C'est l'instant où tout bascule : sa vue baissant inexorablement, elle comprend que bientôt, elle ne pourra plus se réfugier dans la lecture ou l'écriture de lettres... Les témoins de son passé disparaissent les uns après les autres... La réception de courriers menaçants laissant présager que peut-être tout ne fut pas si parfait, finalement, qu'elle n'est pas en sécurité... Son cœur se serre en se remémorant une voix si chérie disparue trop tôt, ou en constatant la distance qui grandit entre elle et sa fille...

Combien de non-dits, de secrets, de zones d'ombre persistent dans l'existence de celle qui fut adoptée, comme son frère Felix, par des parents aimants et traditionnalistes ?

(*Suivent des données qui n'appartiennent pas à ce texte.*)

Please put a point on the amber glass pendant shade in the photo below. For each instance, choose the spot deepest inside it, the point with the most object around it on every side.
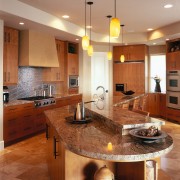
(85, 42)
(122, 58)
(114, 28)
(109, 55)
(90, 50)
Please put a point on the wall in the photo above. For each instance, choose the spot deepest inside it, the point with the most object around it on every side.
(161, 49)
(1, 83)
(85, 72)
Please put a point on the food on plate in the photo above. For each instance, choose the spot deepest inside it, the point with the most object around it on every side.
(150, 132)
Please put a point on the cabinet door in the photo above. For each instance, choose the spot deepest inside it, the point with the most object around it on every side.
(73, 64)
(60, 52)
(153, 104)
(137, 52)
(162, 105)
(10, 59)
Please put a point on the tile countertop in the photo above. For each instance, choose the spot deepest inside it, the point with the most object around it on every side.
(91, 139)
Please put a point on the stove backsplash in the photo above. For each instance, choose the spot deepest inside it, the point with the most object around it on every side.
(29, 80)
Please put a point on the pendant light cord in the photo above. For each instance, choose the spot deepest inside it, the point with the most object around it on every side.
(115, 7)
(85, 18)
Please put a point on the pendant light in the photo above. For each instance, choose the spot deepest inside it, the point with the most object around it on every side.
(90, 47)
(122, 57)
(85, 38)
(109, 54)
(115, 25)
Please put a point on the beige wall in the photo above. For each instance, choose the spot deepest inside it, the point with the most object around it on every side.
(157, 49)
(1, 84)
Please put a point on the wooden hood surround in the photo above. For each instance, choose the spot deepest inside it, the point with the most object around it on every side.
(37, 49)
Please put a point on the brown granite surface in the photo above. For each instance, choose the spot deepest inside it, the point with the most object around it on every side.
(18, 102)
(91, 139)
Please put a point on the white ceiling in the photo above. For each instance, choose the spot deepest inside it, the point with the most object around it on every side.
(137, 15)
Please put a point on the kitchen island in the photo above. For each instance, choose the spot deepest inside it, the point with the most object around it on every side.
(78, 150)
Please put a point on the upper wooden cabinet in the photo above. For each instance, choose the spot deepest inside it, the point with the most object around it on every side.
(56, 74)
(10, 59)
(131, 52)
(72, 58)
(173, 54)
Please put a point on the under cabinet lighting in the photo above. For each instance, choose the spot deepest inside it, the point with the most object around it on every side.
(167, 6)
(21, 23)
(65, 16)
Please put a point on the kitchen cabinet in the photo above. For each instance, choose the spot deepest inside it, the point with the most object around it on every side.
(162, 105)
(72, 58)
(131, 52)
(10, 56)
(153, 104)
(18, 121)
(55, 156)
(56, 74)
(24, 119)
(73, 90)
(173, 54)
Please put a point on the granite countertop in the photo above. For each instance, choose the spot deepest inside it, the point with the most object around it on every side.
(91, 139)
(19, 102)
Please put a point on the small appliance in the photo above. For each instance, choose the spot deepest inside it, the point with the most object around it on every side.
(173, 99)
(73, 81)
(173, 80)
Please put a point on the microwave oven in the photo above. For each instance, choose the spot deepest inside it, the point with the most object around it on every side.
(173, 99)
(73, 81)
(173, 80)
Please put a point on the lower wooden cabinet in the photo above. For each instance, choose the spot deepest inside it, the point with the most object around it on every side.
(156, 104)
(24, 119)
(55, 156)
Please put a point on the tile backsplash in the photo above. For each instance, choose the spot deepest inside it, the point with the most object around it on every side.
(29, 80)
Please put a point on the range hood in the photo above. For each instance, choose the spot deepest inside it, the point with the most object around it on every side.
(37, 49)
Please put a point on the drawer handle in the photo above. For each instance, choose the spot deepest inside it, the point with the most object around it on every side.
(26, 129)
(27, 116)
(55, 152)
(47, 131)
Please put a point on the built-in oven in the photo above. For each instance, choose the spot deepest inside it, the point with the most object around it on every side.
(173, 99)
(73, 81)
(173, 80)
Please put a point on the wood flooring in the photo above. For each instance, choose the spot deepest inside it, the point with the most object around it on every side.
(26, 160)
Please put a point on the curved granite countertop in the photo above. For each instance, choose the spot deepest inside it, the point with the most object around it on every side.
(91, 139)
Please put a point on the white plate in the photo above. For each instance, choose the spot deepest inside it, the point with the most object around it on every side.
(134, 133)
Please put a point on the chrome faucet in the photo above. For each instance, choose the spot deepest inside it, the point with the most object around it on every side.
(102, 96)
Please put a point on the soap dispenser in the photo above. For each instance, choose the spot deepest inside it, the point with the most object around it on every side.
(78, 112)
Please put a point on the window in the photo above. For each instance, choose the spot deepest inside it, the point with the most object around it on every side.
(157, 68)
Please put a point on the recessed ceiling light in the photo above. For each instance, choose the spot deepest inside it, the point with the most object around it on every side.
(21, 23)
(65, 16)
(168, 6)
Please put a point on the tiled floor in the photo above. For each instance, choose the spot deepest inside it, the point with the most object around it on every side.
(26, 160)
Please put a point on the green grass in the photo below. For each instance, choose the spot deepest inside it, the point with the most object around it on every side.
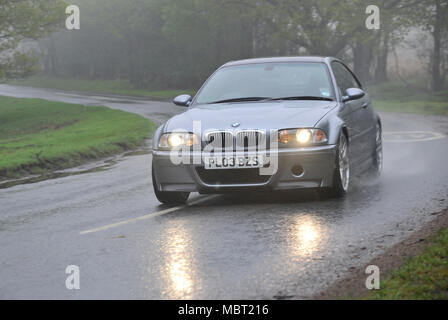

Une métamorphose est-elle possible à son âge ? Theodore, son voisin si attentionné, ou ce texan si drôle et si entreprenant, pourraient-ils l'accompagner sur ce dernier tronçon de chemin ? 


Et puis, arrive le cadeau offert par ses enfants, Fiona et Bruce, sous la forme d'un test ADN ! 

Soudain les fondations de son existence si ritualisée vacillent. Que faire ? A-t-elle vraiment besoin de connaître ses origines ethniques ? Ce pas franchi ne la mènera-t-il pas vers plus de désillusions, de chagrins, qu'elle ne peut en supporter ?


Femme aux multiples facettes, complexe, imparfaite et intranquille, tétanisée par la peur depuis toujours malgré les apparences, elle nous est décrite en détail, avec délicatesse et justesse, par le biais de cette correspondance d'hier et d'aujourd'hui. 

Un peu comme si nous tournions les pages d'un album de photographies et d'émotions d'une inconnue devenue proche, familière, à laquelle nous nous attachons, évidemment. 


Magnifique plongée humaniste dans l'intimité d'une vie, hommage à la littérature et aux écrivains, appel à la tolérance et à la curiosité, ce roman, à la très belle couverture et à la mise en page soignée, merveilleusement bien traduit, ne pourra que vous interpeller, vous pousser à ne pas perdre de temps en silence et en mensonge vis à vis des autres mais surtout vis à vis de vous-même. 


Gratitude Virginia Evans !

Quatrième de couverture

"Je me suis mise à écrire des lettres, et c'est devenu une obsession. Le plus souvent, quand j'en écrivais une, j'en recevais une en retour. Cela surprend, mais j'ai découvert que la plupart des gens répondent. La première lettre de ma vie remonte à 1948, et je l'avais adressée à P. L. Travers, au sujet de son livre Mary Poppins." Mère puis grand-mère, femme divorcée, retraitée d'une brillante carrière dans le droit, Sybil Van Antwerp vit seule et n'aspire qu'à une existence paisible, aiguisant chaque jour sa plume pour rédiger des courriers avec un franc-parler capable de désarmer avocats de renom et grands écrivains. Mais tandis que sa vue baisse inexorablement, des lettres anonymes toujours plus menaçantes sont déposées une à une dans sa boîte, la forçant à replonger dans un passé douloureux. Greffière au chignon strict passant la porte du tribunal ; vieille dame longeant le fleuve avec une canne ; adolescente dévorant Tolkien et C.S. Lewis ; correspondante cherchant le mot juste : lettre après lettre, Virginia Evans compose le portrait d'une femme multiple, dans un premier roman mordant.